Stun is a strange creature, especially in limited. Some limited formats - especially those early in the game's lifespan - have access to very little spell and trap removal. When that's the case, even weak floodgates like Toll become gamebreakingly powerful simply because they can't be answered. Combine that with recursive engines, such as two copies of Spear Cretin continuously reviving each other, and the opponent can find themselves up against a style of deck which plays so perpendicularly to their own that they might not have any win condition.

Both stun decks and control decks are about inevitability. Therefore, they often make space for seemingly bizarre one-ofs to make sure they have an out to every situation.

image For example, one copy of Sword of Deep-Seated might look like a strange include in a stun deck, given that it only boosts attack. Or does it? In a deck aiming to win by naturally milling the opponent out, a single copy of Sword of Deep-Seated can ensure it is impossible for the stun deck to lose by mill. How? Simply wait to draw the Sword of Deep-Seated over the the course of the game, and then discard it for hand size once your deck gets uncomfortably thin. Because it places itself on top of your deck when it is sent to the graveyard, you will then draw it on your next turn, ensuring your deck never gets any thinner. In the bizarro land of stun decks, engineering a way to never draw a card again can be the difference maker that lets you win the game!

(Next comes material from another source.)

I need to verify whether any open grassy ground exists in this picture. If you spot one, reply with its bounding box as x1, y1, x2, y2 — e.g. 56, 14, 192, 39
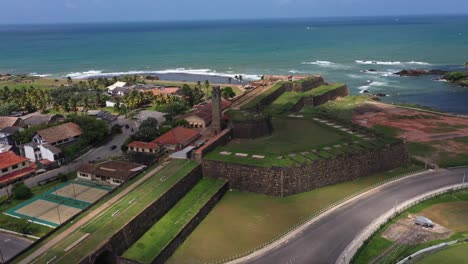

Overall, look to play a control deck or stun deck when you have access to tools that are highly recursive and difficult to out. Formats with weak and/or nonexistent spell and trap removal are especially soft to stun decks, since the existence of almost any floodgate is enough. Even something as seemingly inconsequential as Attraffic Control can do the trick! Believe me, I know from experience. Thanks a lot, Gavin.

 

Conclusion

Identifying the right paradigm for your deck can be the difference between winning and losing in limited.

imageFor example, during the Sevens season of Progression Playoffs, I had an incredible Spright pool with multiple high-rarity payoffs, such as Spright Blue, Spright Jet, Spright Starter, and Gigantic Spright. However, I mistakenly built Spright with too many control elements more than once when I really should have been taking out my removal and recursive threats, such as Infinite Antlion, in favor of more extenders that could help me create a stronger end board.

Fortunately, you have the opportunity to learn from my mistakes. If you can correctly identify the paradigm you're building towards, your limited decks will often be able to take down opponents with much stronger pulls than you. That's the power of a good paradigm.

Next time, I'll be delivering you some insight from someone much better at limited than me - namely, the brilliant limited deckbuilder IWishIWasDead, who I'll be interviewing. Until then, may you always pull playsets of the busted commons.